1. Overlooking the importance of the candidate experience
While it should be obvious to employers that a candidate will be unlikely to join a company that makes the recruiting process frustrating or painful, companies regularly disenchant quality candidate with poor communication, opaque processes, disengaged employees, unmet expectations and/or a general failure to make the candidate feel welcomed and wanted during the recruiting process.
Top candidates are aware that talented people are a scare commodity and a source of competitive advantage. They know that while they do not hold all the power during the recruiting process, they hold some power and can wield it by walking away. Therefore, they do (and should) expect to feel respected, be treated fairly and receive a compelling set of reasons to join the company beyond just needing a job.

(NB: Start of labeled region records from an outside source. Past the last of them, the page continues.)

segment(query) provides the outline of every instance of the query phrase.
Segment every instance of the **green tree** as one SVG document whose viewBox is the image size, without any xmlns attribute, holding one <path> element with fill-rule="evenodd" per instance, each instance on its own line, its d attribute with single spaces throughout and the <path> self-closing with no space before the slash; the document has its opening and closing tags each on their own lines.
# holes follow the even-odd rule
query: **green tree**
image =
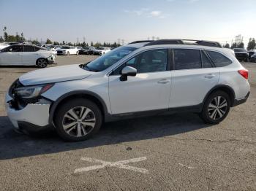
<svg viewBox="0 0 256 191">
<path fill-rule="evenodd" d="M 6 26 L 4 27 L 4 41 L 7 41 L 8 40 L 8 34 L 7 32 L 7 28 Z"/>
<path fill-rule="evenodd" d="M 236 48 L 238 46 L 236 44 L 236 42 L 233 43 L 232 45 L 231 45 L 231 48 L 233 49 L 233 48 Z"/>
<path fill-rule="evenodd" d="M 53 44 L 53 42 L 48 38 L 45 44 Z"/>
<path fill-rule="evenodd" d="M 37 40 L 33 40 L 33 41 L 31 42 L 31 43 L 32 43 L 33 44 L 40 44 L 40 42 L 39 42 Z"/>
<path fill-rule="evenodd" d="M 224 47 L 230 48 L 230 44 L 227 43 L 226 44 L 224 45 Z"/>
<path fill-rule="evenodd" d="M 56 41 L 53 42 L 53 45 L 59 45 L 59 42 L 56 42 Z"/>
<path fill-rule="evenodd" d="M 256 43 L 255 38 L 250 38 L 249 40 L 247 50 L 255 50 L 256 48 Z"/>
<path fill-rule="evenodd" d="M 25 41 L 24 34 L 23 32 L 21 32 L 20 36 L 21 36 L 20 41 Z"/>
<path fill-rule="evenodd" d="M 237 46 L 238 48 L 244 48 L 244 42 L 241 42 Z"/>
<path fill-rule="evenodd" d="M 7 42 L 16 42 L 16 36 L 13 35 L 8 35 Z"/>
</svg>

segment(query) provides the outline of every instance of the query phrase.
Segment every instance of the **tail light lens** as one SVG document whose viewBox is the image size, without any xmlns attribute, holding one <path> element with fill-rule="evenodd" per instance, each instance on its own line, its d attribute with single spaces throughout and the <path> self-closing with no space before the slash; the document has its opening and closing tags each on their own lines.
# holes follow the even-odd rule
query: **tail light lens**
<svg viewBox="0 0 256 191">
<path fill-rule="evenodd" d="M 238 70 L 238 73 L 246 79 L 248 79 L 248 70 Z"/>
</svg>

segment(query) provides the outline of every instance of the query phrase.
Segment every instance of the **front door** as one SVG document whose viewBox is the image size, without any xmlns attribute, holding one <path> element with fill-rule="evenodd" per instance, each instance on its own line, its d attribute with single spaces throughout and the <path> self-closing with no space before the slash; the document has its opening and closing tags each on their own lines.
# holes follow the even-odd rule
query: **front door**
<svg viewBox="0 0 256 191">
<path fill-rule="evenodd" d="M 109 77 L 109 97 L 113 114 L 168 108 L 171 73 L 168 50 L 143 52 L 116 69 Z M 126 66 L 137 69 L 135 77 L 120 81 Z"/>
<path fill-rule="evenodd" d="M 0 64 L 20 65 L 22 64 L 22 50 L 20 45 L 10 46 L 0 52 Z"/>
</svg>

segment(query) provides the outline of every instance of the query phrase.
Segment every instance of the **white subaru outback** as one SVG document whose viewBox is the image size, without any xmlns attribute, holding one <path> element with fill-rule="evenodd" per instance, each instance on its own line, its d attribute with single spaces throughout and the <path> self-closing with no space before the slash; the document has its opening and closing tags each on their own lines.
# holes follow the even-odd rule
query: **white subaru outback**
<svg viewBox="0 0 256 191">
<path fill-rule="evenodd" d="M 16 130 L 53 128 L 84 140 L 103 122 L 163 112 L 197 112 L 217 124 L 249 94 L 248 71 L 219 43 L 135 42 L 94 61 L 22 75 L 6 95 Z"/>
</svg>

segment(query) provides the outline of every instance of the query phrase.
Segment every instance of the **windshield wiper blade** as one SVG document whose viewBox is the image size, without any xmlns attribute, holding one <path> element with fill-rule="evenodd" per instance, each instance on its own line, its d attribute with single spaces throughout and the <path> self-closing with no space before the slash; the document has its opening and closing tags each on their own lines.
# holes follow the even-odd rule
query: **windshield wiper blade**
<svg viewBox="0 0 256 191">
<path fill-rule="evenodd" d="M 86 70 L 90 71 L 95 71 L 95 72 L 100 71 L 99 70 L 92 69 L 88 67 L 87 65 L 85 66 L 85 68 L 86 69 Z"/>
</svg>

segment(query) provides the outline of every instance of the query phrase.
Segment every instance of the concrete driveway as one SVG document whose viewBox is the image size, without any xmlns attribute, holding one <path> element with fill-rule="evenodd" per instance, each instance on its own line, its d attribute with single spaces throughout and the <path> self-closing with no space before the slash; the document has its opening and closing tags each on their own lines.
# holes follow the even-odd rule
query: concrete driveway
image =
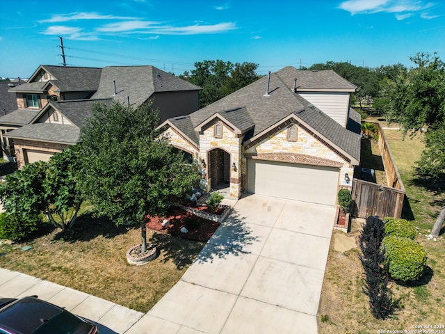
<svg viewBox="0 0 445 334">
<path fill-rule="evenodd" d="M 239 200 L 181 280 L 127 334 L 316 333 L 334 207 Z"/>
</svg>

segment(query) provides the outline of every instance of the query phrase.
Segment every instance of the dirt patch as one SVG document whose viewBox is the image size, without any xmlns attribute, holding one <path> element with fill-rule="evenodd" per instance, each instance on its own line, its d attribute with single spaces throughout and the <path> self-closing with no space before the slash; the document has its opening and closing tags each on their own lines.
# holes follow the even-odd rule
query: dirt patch
<svg viewBox="0 0 445 334">
<path fill-rule="evenodd" d="M 207 207 L 194 207 L 195 209 L 209 212 Z M 223 209 L 221 209 L 223 211 Z M 218 214 L 218 212 L 216 212 Z M 219 212 L 220 214 L 221 212 Z M 168 219 L 170 224 L 163 227 L 162 223 Z M 179 207 L 170 209 L 168 214 L 162 217 L 147 216 L 147 228 L 161 233 L 167 233 L 189 240 L 207 242 L 213 234 L 219 223 L 198 217 Z M 188 232 L 183 233 L 181 229 L 186 228 Z"/>
</svg>

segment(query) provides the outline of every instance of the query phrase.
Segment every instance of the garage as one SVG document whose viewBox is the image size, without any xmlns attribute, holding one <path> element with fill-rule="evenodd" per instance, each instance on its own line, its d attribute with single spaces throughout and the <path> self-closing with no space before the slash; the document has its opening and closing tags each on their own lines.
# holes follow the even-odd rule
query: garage
<svg viewBox="0 0 445 334">
<path fill-rule="evenodd" d="M 37 150 L 24 150 L 25 162 L 31 164 L 35 161 L 48 161 L 54 154 L 54 152 L 39 151 Z"/>
<path fill-rule="evenodd" d="M 335 205 L 339 168 L 248 159 L 248 193 Z"/>
</svg>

By no longer waiting to “sell” the offer until determining which candidate(s) will receive an offer companies can create a positive experience for all candidates. This establishes a positive market reputation that excites candidates about opportunities and delivers more options to hire for the employer as fewer candidate drop out of the process or decline offers.

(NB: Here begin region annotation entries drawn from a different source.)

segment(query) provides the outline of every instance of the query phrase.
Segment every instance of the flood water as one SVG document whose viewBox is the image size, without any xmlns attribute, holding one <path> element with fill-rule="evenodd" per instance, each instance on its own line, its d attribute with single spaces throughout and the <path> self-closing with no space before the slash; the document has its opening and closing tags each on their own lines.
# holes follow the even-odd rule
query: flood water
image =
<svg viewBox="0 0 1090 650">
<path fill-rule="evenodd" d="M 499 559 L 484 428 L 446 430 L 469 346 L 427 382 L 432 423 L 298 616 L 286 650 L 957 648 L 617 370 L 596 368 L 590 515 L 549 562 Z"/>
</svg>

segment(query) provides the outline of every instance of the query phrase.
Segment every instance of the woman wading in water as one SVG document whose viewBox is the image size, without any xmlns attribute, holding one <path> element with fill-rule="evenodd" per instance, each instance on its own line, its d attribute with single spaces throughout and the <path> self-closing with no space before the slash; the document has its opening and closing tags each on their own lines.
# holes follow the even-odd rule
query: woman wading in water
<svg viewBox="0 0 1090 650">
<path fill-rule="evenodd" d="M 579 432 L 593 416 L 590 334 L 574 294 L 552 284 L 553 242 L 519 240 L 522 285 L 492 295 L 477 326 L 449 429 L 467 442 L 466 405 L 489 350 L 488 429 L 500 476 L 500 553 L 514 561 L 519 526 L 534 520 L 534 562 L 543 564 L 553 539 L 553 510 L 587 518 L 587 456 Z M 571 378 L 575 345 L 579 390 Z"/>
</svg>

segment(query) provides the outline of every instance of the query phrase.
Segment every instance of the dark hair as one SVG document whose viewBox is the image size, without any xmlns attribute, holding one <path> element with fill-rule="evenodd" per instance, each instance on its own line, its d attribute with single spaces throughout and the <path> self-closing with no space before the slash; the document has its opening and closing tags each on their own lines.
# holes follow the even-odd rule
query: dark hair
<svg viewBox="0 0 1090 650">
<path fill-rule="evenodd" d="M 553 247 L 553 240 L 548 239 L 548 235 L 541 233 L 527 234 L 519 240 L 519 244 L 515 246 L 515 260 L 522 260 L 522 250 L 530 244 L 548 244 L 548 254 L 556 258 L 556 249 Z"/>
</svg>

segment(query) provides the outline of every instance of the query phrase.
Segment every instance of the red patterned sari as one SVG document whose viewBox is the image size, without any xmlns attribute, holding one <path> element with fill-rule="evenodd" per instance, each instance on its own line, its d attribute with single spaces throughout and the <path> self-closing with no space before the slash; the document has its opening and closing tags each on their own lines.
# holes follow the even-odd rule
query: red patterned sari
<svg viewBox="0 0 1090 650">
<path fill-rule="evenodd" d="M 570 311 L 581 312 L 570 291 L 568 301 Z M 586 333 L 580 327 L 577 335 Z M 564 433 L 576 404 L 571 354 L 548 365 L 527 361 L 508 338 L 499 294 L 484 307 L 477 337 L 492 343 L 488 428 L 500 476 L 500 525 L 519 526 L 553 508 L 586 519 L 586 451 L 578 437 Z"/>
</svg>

2. Under-designing the assessment process
Investing heavily in accessing candidates often means either casting a wide net through online job boards and then rapidly screening candidates with advanced applicant tracking systems or investing large sums of money in search firms to identify a more targeted collection of candidates. While either scenario has a variety of possible upsides, neither addresses the need for later interview stages to drive to a hiring decision.

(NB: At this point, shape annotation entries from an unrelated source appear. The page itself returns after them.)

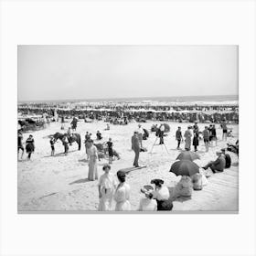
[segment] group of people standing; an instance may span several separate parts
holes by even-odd
[[[227,126],[226,126],[227,127]],[[223,130],[224,133],[225,130]],[[201,137],[200,137],[201,134]],[[210,124],[209,126],[205,126],[205,129],[200,132],[197,123],[192,126],[187,126],[184,133],[184,138],[181,132],[181,127],[178,127],[176,132],[176,140],[177,141],[177,149],[180,149],[180,144],[185,140],[185,150],[191,150],[191,145],[194,146],[194,151],[197,151],[197,146],[199,145],[199,140],[203,139],[206,152],[208,152],[209,145],[213,144],[215,142],[215,145],[217,145],[217,133],[215,124]]]
[[[30,160],[32,153],[35,152],[35,140],[33,135],[30,134],[28,138],[26,140],[26,152],[27,154],[27,159]],[[23,134],[20,130],[17,131],[17,158],[19,159],[19,151],[22,151],[20,159],[23,158],[24,155],[24,146],[23,146]]]

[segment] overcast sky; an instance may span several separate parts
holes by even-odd
[[[18,46],[18,100],[238,94],[236,46]]]

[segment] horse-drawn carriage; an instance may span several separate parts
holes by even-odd
[[[97,148],[98,151],[98,159],[101,161],[101,159],[108,159],[109,157],[109,151],[108,146],[106,143],[103,144],[94,144],[94,145]],[[113,149],[112,150],[113,156],[116,157],[118,160],[120,159],[120,155]]]

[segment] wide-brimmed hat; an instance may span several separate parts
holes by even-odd
[[[141,191],[144,194],[149,194],[150,192],[154,191],[154,187],[151,185],[144,185]]]

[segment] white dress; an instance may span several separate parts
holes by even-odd
[[[97,169],[98,153],[95,145],[92,145],[88,149],[88,155],[89,155],[88,179],[89,180],[98,179],[98,169]]]
[[[158,201],[168,200],[170,197],[170,192],[167,187],[163,186],[160,189],[152,192],[153,197]]]
[[[116,201],[115,210],[131,210],[130,198],[130,186],[126,183],[122,184],[117,187],[114,193],[114,200]]]
[[[112,199],[117,182],[111,173],[103,174],[100,177],[99,186],[102,197],[100,199],[98,210],[112,210]]]

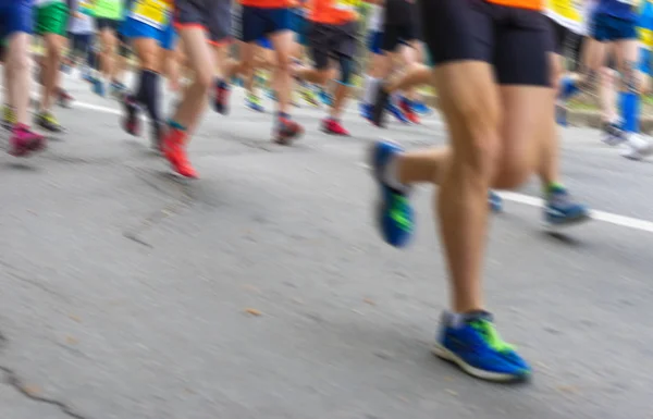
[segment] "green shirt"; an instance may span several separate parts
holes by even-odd
[[[96,17],[122,21],[123,9],[124,0],[96,0],[93,11]]]

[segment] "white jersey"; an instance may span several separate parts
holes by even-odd
[[[370,12],[370,20],[368,22],[368,30],[379,32],[382,30],[384,21],[385,8],[379,4],[372,4],[372,11]]]
[[[555,23],[575,34],[584,34],[584,1],[582,0],[547,0],[544,13]]]
[[[589,35],[590,33],[590,26],[592,25],[592,15],[594,14],[594,9],[596,8],[596,4],[599,4],[599,0],[586,0],[586,7],[583,10],[583,35]]]
[[[42,5],[47,5],[47,4],[51,4],[51,3],[66,4],[65,0],[35,0],[34,1],[34,5],[36,8],[39,8],[39,7],[42,7]]]

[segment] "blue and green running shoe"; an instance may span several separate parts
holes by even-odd
[[[387,164],[399,156],[403,149],[390,141],[380,140],[370,149],[369,162],[380,188],[377,202],[377,225],[383,239],[395,247],[404,247],[412,236],[414,212],[408,199],[408,188],[392,187],[385,181]]]
[[[530,366],[501,338],[486,311],[463,315],[458,322],[445,312],[433,354],[482,380],[516,382],[531,374]]]
[[[488,204],[492,212],[501,212],[503,210],[503,198],[494,190],[488,192]]]
[[[563,186],[551,187],[544,205],[544,221],[550,227],[575,225],[591,219],[587,206],[578,204]]]

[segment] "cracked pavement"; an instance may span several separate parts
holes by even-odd
[[[236,91],[193,141],[194,182],[66,83],[86,103],[57,111],[69,133],[0,156],[0,418],[653,418],[650,232],[594,221],[556,238],[507,201],[488,304],[535,375],[478,382],[429,353],[447,300],[431,193],[416,190],[404,251],[370,218],[365,145],[442,144],[438,116],[380,132],[352,109],[354,136],[335,138],[303,108],[307,135],[283,148]],[[653,219],[651,162],[569,128],[562,167],[592,208]]]

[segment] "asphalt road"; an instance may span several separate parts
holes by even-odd
[[[307,135],[283,148],[236,93],[184,181],[114,101],[67,86],[69,133],[0,155],[0,418],[653,418],[652,162],[568,128],[565,183],[601,220],[554,237],[537,182],[508,196],[488,306],[535,374],[495,385],[429,352],[447,303],[431,190],[410,248],[372,226],[365,146],[442,144],[438,116],[381,132],[352,109],[336,138],[303,108]]]

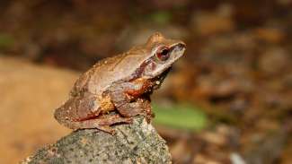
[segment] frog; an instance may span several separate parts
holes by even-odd
[[[115,133],[113,125],[131,124],[136,116],[150,123],[150,95],[185,49],[181,40],[155,32],[146,43],[98,61],[76,80],[68,99],[55,110],[55,119],[73,130],[110,134]]]

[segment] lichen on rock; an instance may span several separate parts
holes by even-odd
[[[116,134],[79,130],[39,150],[22,163],[172,163],[165,141],[142,117]]]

Many companies rely too heavily on the expertise of their leadership to qualify and select candidates sometimes without any training to align evaluation expectations across leaders and/or close gaps in individual interviewing skills. Even with training programs, the assessment process must be rigorously designed else narcissistic biases can degrade the quality of hiring decisions and key qualifications can go unintentionally untested while other qualifications get retested an unnecessarily high number of times. Final decisions often rely heavily on the intuition of senior leaders or group think rather than an objective pre-defined combination of all available data unless constrained by a rigorous process.
Paying additional attention to the data collected during the recruiting process and connecting those data points consciously and intentionally with the job qualifications empowers companies to more predictably and thoroughly assess candidates without adding steps or costs to the process.
3. Focusing on the perfect candidate
It is tempting for companies to orient their talent acquisition programs to pursue their ideal candidate. While it may be counter-intuitive to suggest that seeking a sub-optimal candidate is the optimal way to design a program, but the flexibility hire a candidate who is not perfect at the time of hiring, but joins with a plan to quickly develop inside the company to meet the entire needs of the role saves the company time and/or money often without any meaningful degradation in performance after an initial ramp-up period.
With the complexity of modern roles and the uniqueness in how even close competitors define different roles within an organization, finding a candidate who exactly matches the full target profile can be time consuming due to the rarity of those perfect fit individuals or costly both in terms of process costs and the compensation premium a scarce candidate may command. Furthermore, companies that invest significantly in the development of new employees often access the upside of improved retention because employees appreciate the commitment of the company to their success.
Ultimately, progress towards avoiding or addressing each of these issues can be made without significant cost. Material improvements can be achieved through simple process and mindset changes without having to overhaul the existing talent acquisition program or investing in new technology.